Young director honoured

Accepting the inaugural Jay Scott Award for his debut feature I Killed My Mother from the Toronto Film Critics Association last month, Xavier Dolan was less wunderkind than bashful kid.

His sincere appreciation at being recognized for a film he wrote, directed and starred in at the age that most kids are struggling with high school homework was palpable, although at this point, the 20-year-old Montreal native has had plenty of experience deflecting approbation: I Killed My Mother won three prizes at Cannes in 2009, and while it just missed the Best Foreign Language shortlist at the Oscars, it should figure heavily into this year’s Genie Awards.

In Dolan’s view, though, there’s plenty about the film — a loosely autobiographical comedy-drama about the difficult relationship between a troubled 17-year-old boy (the director) and his über-nudging mother (Anne Dorval) — that might be improved.
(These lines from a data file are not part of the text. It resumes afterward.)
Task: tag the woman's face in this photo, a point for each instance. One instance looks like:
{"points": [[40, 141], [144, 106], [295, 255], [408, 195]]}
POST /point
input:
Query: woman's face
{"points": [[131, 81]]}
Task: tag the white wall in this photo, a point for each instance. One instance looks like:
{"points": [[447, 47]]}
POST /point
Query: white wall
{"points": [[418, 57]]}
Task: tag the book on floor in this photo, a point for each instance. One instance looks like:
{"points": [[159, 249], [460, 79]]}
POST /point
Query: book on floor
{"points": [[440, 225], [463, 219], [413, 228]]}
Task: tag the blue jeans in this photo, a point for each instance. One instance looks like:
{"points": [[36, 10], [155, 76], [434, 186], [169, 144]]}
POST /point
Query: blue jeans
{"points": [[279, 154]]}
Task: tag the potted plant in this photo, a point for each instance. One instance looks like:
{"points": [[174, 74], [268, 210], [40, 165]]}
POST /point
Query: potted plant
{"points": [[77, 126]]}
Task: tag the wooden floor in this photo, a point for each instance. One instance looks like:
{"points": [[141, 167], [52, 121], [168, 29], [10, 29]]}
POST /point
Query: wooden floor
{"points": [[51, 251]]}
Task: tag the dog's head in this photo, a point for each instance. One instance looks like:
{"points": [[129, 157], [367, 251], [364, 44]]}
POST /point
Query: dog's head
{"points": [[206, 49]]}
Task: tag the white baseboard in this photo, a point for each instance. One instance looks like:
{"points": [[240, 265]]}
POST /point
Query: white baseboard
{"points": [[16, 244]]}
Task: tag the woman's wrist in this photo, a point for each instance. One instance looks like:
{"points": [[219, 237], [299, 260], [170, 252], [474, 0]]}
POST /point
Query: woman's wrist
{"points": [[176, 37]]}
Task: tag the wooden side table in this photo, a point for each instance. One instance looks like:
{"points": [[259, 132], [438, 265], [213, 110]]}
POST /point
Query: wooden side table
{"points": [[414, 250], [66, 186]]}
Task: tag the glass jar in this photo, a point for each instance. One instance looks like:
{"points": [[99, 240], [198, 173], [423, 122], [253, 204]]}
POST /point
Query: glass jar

“It’s hard to look at it again,” laughed Dolan during an interview at last fall’s Toronto International Film Festival. “Some things in the film feel unbearable to me now. But at the same time, I’m always discovering new things that I hadn’t seen before that I like a lot.”

The good stuff comes in the extended arguments between Dolan and Dorval, which have a tetchy tête-à-tête tension.

“People often attribute the rhythms of a movie to the editing,” says Dolan. “But in this case, that rhythm is in the dialogue. It was on the page from the beginning. But of course dialogue isn’t everything — I wanted there to be little (visual) details to explain the things that words can’t.”

There’s a definite confidence to the filmmaking in I Killed My Mother, as static, long-take sequences are interspersed with more impressionistic montage.

“I love long takes and I wanted to use as many of them as possible, but I don’t think that a film has to stay with one style the whole time.”

In interviews, Dolan has made reference to producing his debut in something of a rush, which explains its often furious energy (and perhaps also a few of its lapses in dramatic or thematic continuity).